Following hurricanes Irma and María, Puerto Rico’s Housing Department awarded its largest federally funded, recovery-related contract to Foundation for Puerto Rico (FPR) without a proposal that demonstrated the nonprofit organization’s interest or expertise in managing a community planning program.
The local government agency did not disclose the criteria used for the selection of FPR, nor did it take into account citizen participation on this matter. There was no competitive bidding process to administer the $37.5 million in federal funds awarded to FPR under the Community Development Block Grant – Disaster Recovery Program (CDBG-DR) to develop the Whole Community Resiliency Planning Program, confirmed Annie Mayol, president and CEO of Foundation for Puerto Rico.
More than $6 million would cover operational expenses, personnel hiring, consulting, the creation of a webpage and technological tools for managing information and statistics, the contract shows. Housing recently submitted and amendment to the FPR contract to increase its amount to $55 million. FPR’s net assets for 2017 amounted to roughly $8.8 million, according to the organization’s annual report filed with the local State Department.

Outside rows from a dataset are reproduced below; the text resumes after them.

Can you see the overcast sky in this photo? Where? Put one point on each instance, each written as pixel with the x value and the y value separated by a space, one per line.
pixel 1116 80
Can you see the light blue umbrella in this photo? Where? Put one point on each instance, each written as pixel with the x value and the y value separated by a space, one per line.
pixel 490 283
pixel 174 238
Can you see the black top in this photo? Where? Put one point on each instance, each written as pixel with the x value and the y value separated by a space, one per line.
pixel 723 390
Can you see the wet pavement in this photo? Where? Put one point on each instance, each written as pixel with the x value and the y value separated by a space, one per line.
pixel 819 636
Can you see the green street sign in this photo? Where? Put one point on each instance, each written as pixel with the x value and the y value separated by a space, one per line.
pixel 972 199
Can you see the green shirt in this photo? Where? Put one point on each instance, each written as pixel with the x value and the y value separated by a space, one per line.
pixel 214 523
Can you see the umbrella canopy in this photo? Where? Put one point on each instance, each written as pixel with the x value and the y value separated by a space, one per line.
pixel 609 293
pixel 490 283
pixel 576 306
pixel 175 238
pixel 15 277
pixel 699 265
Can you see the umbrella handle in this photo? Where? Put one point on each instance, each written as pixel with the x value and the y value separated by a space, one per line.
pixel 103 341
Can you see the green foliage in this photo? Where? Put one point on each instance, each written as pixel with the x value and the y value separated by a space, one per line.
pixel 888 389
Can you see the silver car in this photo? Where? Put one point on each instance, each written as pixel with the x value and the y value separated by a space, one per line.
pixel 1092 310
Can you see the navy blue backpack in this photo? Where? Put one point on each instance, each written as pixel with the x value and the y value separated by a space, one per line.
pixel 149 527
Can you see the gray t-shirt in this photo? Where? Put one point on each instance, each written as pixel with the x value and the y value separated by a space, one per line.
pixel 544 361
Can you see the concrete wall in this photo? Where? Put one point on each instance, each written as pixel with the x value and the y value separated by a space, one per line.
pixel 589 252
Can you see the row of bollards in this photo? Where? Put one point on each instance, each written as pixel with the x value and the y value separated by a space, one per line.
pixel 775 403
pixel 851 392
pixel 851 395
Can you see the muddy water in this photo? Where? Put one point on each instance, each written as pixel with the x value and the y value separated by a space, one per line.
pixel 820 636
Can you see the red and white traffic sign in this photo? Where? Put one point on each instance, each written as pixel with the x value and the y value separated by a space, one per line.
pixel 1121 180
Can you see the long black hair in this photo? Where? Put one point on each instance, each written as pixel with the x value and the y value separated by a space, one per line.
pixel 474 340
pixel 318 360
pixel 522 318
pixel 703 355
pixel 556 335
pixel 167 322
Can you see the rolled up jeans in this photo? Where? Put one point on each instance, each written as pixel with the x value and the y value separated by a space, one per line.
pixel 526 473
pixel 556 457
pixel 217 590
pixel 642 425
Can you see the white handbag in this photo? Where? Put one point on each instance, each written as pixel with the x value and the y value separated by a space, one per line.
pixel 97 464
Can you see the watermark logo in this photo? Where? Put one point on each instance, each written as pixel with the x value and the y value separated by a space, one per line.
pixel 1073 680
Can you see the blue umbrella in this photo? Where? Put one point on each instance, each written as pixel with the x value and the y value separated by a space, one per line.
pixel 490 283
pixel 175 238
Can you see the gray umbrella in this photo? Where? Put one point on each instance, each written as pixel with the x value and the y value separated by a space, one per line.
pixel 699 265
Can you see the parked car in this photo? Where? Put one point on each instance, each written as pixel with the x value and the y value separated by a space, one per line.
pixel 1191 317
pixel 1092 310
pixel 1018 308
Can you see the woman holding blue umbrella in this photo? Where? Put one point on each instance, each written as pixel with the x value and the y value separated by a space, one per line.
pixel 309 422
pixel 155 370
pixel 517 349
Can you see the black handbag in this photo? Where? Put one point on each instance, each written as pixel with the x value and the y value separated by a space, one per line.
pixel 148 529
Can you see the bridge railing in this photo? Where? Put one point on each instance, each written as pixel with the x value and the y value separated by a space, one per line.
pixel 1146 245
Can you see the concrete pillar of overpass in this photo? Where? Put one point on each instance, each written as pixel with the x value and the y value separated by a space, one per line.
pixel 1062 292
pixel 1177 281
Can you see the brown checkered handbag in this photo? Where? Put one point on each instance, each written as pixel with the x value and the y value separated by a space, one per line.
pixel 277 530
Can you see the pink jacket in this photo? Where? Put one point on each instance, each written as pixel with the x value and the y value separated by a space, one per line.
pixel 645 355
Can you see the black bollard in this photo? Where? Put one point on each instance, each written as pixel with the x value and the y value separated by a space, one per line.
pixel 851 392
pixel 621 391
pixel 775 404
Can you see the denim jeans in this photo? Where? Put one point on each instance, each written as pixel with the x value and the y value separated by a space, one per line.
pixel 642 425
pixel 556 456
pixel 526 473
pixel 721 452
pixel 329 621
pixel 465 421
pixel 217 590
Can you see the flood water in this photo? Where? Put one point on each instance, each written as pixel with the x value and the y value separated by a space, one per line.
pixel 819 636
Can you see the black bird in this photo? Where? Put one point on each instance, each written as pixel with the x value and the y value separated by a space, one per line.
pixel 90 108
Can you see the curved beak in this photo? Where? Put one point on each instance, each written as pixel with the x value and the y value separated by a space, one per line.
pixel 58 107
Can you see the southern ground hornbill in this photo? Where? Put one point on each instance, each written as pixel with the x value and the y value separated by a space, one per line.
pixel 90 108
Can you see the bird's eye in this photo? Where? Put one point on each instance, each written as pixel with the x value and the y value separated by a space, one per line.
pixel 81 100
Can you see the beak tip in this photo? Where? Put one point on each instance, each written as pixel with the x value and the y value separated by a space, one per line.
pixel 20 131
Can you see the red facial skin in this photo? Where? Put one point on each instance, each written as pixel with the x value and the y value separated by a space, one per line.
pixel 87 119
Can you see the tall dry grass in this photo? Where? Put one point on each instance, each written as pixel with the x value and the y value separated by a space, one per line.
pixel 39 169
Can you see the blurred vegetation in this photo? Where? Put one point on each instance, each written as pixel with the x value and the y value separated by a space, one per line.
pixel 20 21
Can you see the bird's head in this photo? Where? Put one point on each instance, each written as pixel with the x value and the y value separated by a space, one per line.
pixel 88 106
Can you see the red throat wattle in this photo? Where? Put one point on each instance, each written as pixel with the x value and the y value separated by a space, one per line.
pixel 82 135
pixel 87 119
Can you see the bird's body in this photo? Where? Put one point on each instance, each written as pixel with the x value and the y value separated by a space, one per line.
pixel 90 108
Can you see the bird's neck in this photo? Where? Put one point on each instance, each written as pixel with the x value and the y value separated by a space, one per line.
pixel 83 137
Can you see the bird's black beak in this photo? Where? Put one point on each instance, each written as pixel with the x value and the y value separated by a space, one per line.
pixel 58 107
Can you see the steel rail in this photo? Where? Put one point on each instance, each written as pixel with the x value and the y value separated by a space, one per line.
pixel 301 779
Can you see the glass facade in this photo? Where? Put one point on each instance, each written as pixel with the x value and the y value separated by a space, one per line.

The Planning Program seeks to create resiliency plans for communities to better prepare these in case of future natural disasters. As done by 30 other nongovernmental organizations, Foundation for Puerto Rico submitted a written testimony when the local Housing Department began to work on the action plan for this program. A few months later, Housing reached out to FPR to bring it on board the program, Mayol said during an interview with the Center for Investigative Journalism.
Foundation for Puerto Rico was founded in 2011 by Jon Borschow, a political donor of Puerto Rico’s main parties, the New Progressive Party and the Popular Democratic Party. In 2017, Gov. Ricardo Rosselló tapped Borschow to chair Discover Puerto Rico, the island’s newly created destination marketing organization (DMO). The latter stands to receive $25 million in CDBG-DR funds.
According to its website, FPR promotes economic and social development opportunities in Puerto Rico. It focuses on the “visitors’ economy” and transforming the island into a global destination. The organization, however, does not specialize in community planning issues.
“When we were approached [by Housing], we made sure it was a collaborative process, where there would be other organizations with us in the program,” Mayol said. She stressed that Foundation for Puerto Rico has experience in finance, but acknowledged that the organization will need to retain outside technical and specialized personnel—such as planners—to help in the project.
For his part, Housing Secretary Fernando Gil Enseñat said that the government chose FPR because it “always proposed solutions, more than other foundations that were not looking at this globally” during the public hearing process to come up with an action plan for the program. “We also saw [FPR’s] trajectory, that it quickly executed programs [after María],” he added without providing further details.